Despite ongoing research into photocontrolled supramolecular switches, reversible photoswitching between room‐temperature phosphorescence (RTP) and delayed fluorescence is rare in the aqueous phase. Herein, an efficient RTP‐fluorescence switch based on a cascaded supramolecular assembly is reported, which is constructed using a 6‐bromoisoquinoline derivative (G3), cucurbit[7]uril (CB[7]), sulfonatocalix[4]arene (SC4A4), and a photochromic spiropyran (SP) derivative. Benefiting from the confinement effect of CB[7], initial complexation with CB[7] arouses an emerging RTP signal at 540 nm for G3. This structure subsequently coassembles with amphiphilic SC4A4 to form tight spherical nanoparticles, thereby further facilitating RTP emission (≈12 times) in addition to a prolonged lifetime (i.e., 1.80 ms c.f., 50.1 µs). Interestingly, following cascaded assembly with a photocontrolled energy acceptor (i.e., SP), the efficient light‐driven RTP energy transfer occurs when SP is transformed to its fluorescent merocyanine (MC) state. Ultimately, this endows the final system with an excellent RTP–fluorescence photoswitching property accompanied by multicolor tunable long‐lived emission. Moreover, this switching process can be reversibly modulated over multiple cycles under alternating UV and visible photoirradiation. Finally, the prepared switch is successfully applied to photocontrolled multicolor cell labeling to offer a new approach for the design and fabrication of novel advanced light‐responsive RTP materials in aqueous environments.
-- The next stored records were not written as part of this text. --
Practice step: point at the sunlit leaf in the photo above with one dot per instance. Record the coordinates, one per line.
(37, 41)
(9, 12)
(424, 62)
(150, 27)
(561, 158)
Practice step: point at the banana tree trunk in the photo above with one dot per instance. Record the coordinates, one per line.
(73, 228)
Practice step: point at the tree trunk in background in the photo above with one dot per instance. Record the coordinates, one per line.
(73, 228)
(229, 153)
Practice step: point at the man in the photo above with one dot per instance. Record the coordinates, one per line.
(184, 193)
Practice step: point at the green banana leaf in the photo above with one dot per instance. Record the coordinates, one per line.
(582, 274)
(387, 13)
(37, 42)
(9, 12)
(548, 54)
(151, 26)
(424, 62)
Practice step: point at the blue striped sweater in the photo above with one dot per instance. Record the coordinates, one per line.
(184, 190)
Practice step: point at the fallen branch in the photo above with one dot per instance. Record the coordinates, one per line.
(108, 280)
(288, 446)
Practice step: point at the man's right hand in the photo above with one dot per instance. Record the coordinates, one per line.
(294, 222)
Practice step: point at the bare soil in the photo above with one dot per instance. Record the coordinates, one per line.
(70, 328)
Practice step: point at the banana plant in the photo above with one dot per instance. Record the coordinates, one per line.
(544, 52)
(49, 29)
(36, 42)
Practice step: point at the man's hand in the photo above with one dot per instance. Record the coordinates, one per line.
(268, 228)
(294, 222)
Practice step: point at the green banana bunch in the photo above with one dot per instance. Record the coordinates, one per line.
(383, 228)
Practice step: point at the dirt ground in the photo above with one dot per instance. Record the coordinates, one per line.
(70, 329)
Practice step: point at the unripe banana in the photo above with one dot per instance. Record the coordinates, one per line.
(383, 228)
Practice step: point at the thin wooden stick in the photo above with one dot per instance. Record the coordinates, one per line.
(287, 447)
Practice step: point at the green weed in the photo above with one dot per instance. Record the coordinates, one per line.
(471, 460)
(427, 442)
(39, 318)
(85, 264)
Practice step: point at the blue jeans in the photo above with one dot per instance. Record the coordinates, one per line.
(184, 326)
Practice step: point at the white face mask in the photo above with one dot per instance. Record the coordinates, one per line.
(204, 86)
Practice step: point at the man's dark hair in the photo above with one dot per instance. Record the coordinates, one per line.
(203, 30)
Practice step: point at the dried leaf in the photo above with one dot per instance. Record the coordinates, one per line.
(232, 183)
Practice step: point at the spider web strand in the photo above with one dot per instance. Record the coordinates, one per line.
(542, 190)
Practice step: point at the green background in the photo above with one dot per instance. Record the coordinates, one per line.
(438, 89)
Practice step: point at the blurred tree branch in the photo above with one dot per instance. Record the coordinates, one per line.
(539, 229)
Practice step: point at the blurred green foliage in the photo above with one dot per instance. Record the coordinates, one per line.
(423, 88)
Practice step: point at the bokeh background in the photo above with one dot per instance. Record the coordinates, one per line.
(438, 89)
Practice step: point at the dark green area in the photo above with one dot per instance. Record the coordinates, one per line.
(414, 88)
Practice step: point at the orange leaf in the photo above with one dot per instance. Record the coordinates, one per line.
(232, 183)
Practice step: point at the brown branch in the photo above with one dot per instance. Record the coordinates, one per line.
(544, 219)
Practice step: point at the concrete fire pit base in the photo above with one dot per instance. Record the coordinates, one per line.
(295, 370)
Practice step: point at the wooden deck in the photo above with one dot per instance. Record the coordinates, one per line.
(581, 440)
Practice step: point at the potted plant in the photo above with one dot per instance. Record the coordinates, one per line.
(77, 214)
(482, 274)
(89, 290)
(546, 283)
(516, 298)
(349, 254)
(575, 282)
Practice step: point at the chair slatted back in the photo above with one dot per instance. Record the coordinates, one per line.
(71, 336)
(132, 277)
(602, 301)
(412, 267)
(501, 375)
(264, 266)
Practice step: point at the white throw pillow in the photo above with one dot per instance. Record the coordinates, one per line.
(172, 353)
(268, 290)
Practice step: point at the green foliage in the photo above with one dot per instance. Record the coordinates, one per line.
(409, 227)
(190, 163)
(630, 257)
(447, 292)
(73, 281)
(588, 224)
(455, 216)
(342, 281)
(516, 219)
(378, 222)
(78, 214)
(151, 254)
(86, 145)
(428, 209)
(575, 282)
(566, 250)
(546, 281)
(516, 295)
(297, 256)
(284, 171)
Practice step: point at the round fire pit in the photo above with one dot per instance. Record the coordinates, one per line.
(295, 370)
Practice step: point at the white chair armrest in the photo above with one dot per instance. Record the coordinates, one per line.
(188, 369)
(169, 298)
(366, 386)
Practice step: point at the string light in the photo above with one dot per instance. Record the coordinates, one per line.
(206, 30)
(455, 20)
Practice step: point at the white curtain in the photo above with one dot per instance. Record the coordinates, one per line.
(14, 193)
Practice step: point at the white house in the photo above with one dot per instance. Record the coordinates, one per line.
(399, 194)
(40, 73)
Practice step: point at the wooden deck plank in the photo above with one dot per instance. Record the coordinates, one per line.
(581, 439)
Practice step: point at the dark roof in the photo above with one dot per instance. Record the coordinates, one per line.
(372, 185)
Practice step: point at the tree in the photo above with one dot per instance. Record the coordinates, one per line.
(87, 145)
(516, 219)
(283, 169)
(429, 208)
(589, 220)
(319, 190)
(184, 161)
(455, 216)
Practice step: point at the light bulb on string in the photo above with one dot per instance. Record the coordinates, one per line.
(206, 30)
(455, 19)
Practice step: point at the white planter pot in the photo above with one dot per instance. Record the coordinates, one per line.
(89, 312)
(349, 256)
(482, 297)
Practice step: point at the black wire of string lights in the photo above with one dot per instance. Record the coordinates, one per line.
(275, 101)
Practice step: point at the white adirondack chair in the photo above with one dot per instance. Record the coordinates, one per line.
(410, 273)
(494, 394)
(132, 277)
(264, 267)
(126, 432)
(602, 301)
A highly reversible supramolecular photoswitch between room‐temperature phosphorescence (RTP) and delayed fluorescence is constructed. This photoswitch is based on a bromoisoquinoline cascaded assembly and is successfully prepared in the aqueous phase. It benefits from light‐driven supramolecular RTP energy transfer to exhibit multicolor tunable long‐lived emission, and is successfully applied to photocontrolled multicolor cell labeling.